South Africa is home to Africa’s most advanced and largest chemicals sector. The sector is diversified and highly mature, spanning fuel and plastics fabrication to pharmaceuticals and supplies a wide range of industries. An abundance of minerals gives South Africa basic chemicals industry a competitive advantage. The industry produces about 600 types of chemicals.
The sector is dominated by a few integrated local and international manufacturing companies of which the 20 largest account for close to 90 percent of the sector’s revenue. Today, South Africa is highly regarded as being the world leader in coal-based synthesis and gas to liquid technology. South Africa comprises around 0.5% of global chemical production capacity with petrochemicals comprising about 55% of all chemicals produced locally. The sector employs approximately 171, 376 people.
A key industry player and strategic investor, SASOL is a major energy and chemical company, is one of the largest companies in the sector.
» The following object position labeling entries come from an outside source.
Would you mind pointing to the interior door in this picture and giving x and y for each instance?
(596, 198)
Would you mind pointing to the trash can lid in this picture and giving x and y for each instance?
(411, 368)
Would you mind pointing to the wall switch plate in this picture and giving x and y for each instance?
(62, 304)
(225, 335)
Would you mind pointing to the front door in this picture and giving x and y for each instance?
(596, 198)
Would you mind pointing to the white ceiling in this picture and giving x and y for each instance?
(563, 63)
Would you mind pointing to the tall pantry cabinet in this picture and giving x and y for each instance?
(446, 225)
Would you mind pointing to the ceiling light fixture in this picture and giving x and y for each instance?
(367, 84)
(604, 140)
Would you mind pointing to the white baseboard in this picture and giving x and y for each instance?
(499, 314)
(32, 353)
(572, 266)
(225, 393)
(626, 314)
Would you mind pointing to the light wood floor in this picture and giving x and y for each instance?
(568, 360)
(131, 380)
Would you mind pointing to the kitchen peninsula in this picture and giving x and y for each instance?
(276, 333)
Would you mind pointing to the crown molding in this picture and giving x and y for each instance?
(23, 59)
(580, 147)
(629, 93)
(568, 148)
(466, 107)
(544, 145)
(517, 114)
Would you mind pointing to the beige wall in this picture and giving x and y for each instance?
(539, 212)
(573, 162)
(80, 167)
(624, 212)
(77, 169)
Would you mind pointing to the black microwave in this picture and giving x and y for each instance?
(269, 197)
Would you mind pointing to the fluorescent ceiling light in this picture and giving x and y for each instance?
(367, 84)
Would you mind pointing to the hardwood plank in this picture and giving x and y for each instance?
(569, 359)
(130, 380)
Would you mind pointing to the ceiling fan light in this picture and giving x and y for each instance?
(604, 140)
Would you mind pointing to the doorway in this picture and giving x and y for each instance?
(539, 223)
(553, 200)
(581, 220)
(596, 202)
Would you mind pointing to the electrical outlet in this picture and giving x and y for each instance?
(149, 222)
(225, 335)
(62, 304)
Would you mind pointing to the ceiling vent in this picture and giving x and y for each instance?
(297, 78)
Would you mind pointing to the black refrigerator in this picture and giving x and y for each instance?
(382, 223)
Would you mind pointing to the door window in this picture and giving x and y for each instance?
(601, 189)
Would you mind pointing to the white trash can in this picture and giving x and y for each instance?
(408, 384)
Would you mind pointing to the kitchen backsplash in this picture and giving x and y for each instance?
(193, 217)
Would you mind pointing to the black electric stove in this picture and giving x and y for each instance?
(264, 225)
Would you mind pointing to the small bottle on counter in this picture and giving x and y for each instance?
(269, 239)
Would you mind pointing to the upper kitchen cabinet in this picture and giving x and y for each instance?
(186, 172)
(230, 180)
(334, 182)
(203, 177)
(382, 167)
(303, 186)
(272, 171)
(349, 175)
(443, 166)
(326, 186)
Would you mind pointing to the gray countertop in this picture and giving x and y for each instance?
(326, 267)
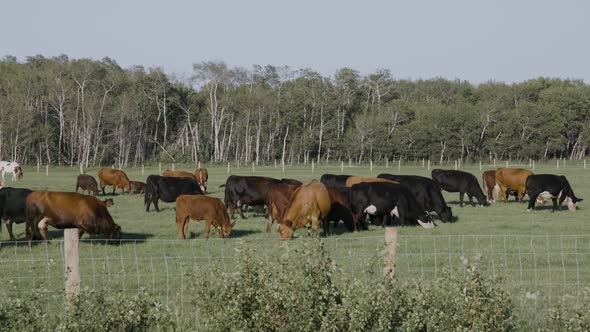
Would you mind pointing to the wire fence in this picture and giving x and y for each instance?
(537, 270)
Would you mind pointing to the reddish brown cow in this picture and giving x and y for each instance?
(200, 207)
(202, 177)
(179, 174)
(512, 179)
(68, 210)
(352, 180)
(115, 178)
(278, 201)
(310, 203)
(137, 187)
(87, 183)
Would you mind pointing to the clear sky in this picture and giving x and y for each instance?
(468, 39)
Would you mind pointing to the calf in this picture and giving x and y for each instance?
(87, 183)
(115, 178)
(137, 187)
(387, 200)
(461, 182)
(310, 203)
(549, 186)
(69, 210)
(167, 189)
(199, 207)
(427, 193)
(202, 176)
(12, 207)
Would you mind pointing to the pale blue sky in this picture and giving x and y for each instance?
(472, 40)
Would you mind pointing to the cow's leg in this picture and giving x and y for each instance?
(9, 228)
(43, 228)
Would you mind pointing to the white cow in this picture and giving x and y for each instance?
(11, 167)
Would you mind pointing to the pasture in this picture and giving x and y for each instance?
(539, 256)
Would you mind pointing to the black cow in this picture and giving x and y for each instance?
(461, 182)
(547, 186)
(427, 193)
(250, 190)
(168, 189)
(334, 181)
(13, 206)
(386, 200)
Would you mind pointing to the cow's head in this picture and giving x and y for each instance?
(286, 230)
(425, 220)
(226, 229)
(572, 203)
(446, 215)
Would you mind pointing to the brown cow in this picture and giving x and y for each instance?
(68, 210)
(115, 178)
(512, 179)
(86, 183)
(352, 180)
(179, 174)
(310, 203)
(202, 177)
(137, 187)
(278, 201)
(199, 207)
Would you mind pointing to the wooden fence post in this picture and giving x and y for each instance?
(390, 249)
(71, 264)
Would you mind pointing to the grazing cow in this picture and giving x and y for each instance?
(179, 174)
(427, 193)
(115, 178)
(167, 189)
(511, 179)
(278, 201)
(310, 203)
(250, 190)
(11, 167)
(87, 183)
(387, 200)
(202, 177)
(108, 202)
(334, 181)
(137, 187)
(549, 186)
(489, 183)
(69, 210)
(339, 209)
(352, 180)
(12, 207)
(461, 182)
(200, 207)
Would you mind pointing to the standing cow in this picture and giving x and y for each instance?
(461, 182)
(549, 186)
(69, 210)
(115, 178)
(200, 207)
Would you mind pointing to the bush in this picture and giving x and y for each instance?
(304, 293)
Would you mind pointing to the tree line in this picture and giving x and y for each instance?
(62, 111)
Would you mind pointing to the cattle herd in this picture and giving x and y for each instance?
(347, 199)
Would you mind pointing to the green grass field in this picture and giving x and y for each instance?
(541, 256)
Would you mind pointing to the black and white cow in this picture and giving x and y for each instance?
(427, 193)
(549, 186)
(461, 182)
(13, 206)
(387, 200)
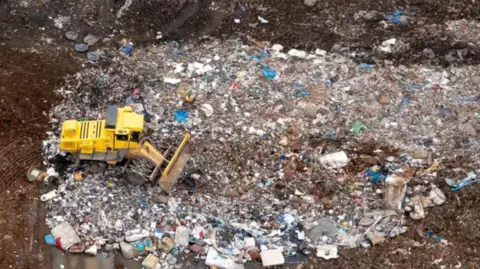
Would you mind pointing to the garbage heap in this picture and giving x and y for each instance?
(295, 153)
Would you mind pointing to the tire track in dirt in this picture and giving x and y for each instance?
(25, 94)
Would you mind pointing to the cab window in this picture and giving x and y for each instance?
(135, 136)
(122, 137)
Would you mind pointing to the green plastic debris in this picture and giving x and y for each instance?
(358, 127)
Sasolburg is the central hub for the chemicals sector in SA with companies clustering in the Vaal Triangle. Newer chemical company plants are being built close to coal-based plants or large domestic markets. Durban and Mossel Bay have both identified chemicals as an important part of their economic strategies and emerging as smaller but significant hubs for chemical production. Chemical companies are mainly based in Gauteng, KwaZulu Natal, Eastern Cape and Free State.
Some of the leading companies with a presence in South Africa include Renergen, SASOL, Omnia, DOW, CHEM, BASF, AECI, Clariant, Brother Enterprises, Afrox, Foskor and Pelchem. Some of the more recent companies making investments in the country include Anaex, Brother Enterprises, Dry Ice International and Petregaz SA.
A number of opportunities for local manufacturing has been created as a result of the Coronavirus pandemic and local manufacturing being encouraged with a number of interventions being placed by government to encourage uptake and partnerships for manufacturing by local and international players in the sector. Some of the opportunities include the roadmap for hydrogen and demand for dry ice as well as exploration of renewables in the sector. A masterplan is being developed for the sector.
There is a continuing, keen interest in the value chain to explore hydrogen as a source for clean energy as governments are looking to reduce the carbon footprint. This opportunity would also support SA’s platinum sector. There are a number of green hydrogen initiatives in place including Anglo American’s fuel cell electric vehicle mining trucks and Impala Platinum trialling the use of the fuel cell electric vehicle forklift fleet at its Springs refinery.
As a result of the focus on the COVID-19 vaccine rollout in the country and the region, another emerging opportunity is in the demand for dry ice.
The market has also seen a shift into the production of sanitisers and a number of established and new entrants have set up manufacturing facilities to develop sanitisers used in the fight against the pandemic.
There are a number of associations in the country that work in collaboration with government and can aid the companies including the Chemicals Association (CAIA), the SA Chemicals Institute (SACI) and the International Council of Chemical Association.
A dedicated service offered by InvestSA, a focal point for all investors interested in setting up a manufacturing facility in the country provides information and support to all foreign investors including developing a strategic framework of structured engagements through the investor life cycle. Based on the relationships with key and strategic stakeholders in the country, InvestSA is able to facilitate the necessary introductions and engagements with the key role players in government that impact on the business and industry of the investors.
A number of government institutions and developmental financial institutions that are accessible to provide funding and non-funding assistance include Department of Trade, Industry and Competition (dtic), Council for Scientific and Industrial Research (CSIR), Department of Small Business Development and their implementing agencies including Small Enterprise Development Agency (SEDA) and Single Enterprise Financing Agency (SEFA). Companies can establish in Special Economic Zones and enjoy the suite of incentives offered by Special Economic Zones. A number of other programmes are offered through the Department of Trade, Industry and Competition including the Black Industrialist Programme, Export Marketing and Investment Assistance. A number of hubs and clusters and incubation facilities also exist to assist the small and medium companies which include CHEMIN, CHEMCITY, Durban Chemical Cluster to name a few.
The African Free Trade Area which came into operation in January 2021 also presents a vast array of opportunities to set up manufacturing facilities in SA and export into the region as well as leverage the current agreements in place to export.
Although the South African industries remain dependent on chemical imports, local manufacturing of key chemicals and advanced materials will help to reduce the dependency and improve the competitiveness of the sector.
Some of the emerging trends and opportunities include:
1. New Materials
2. Emergence of Nanotechnology
4. 3D Printing
5. Alcohol for Sanitisers
6. Shale Gas
7. Fluorspar beneficiation
8. Manufacturing of titanium oxide pigments and fine chemicals.
InvestSA looks forward to partnering with the potential investors in the sector.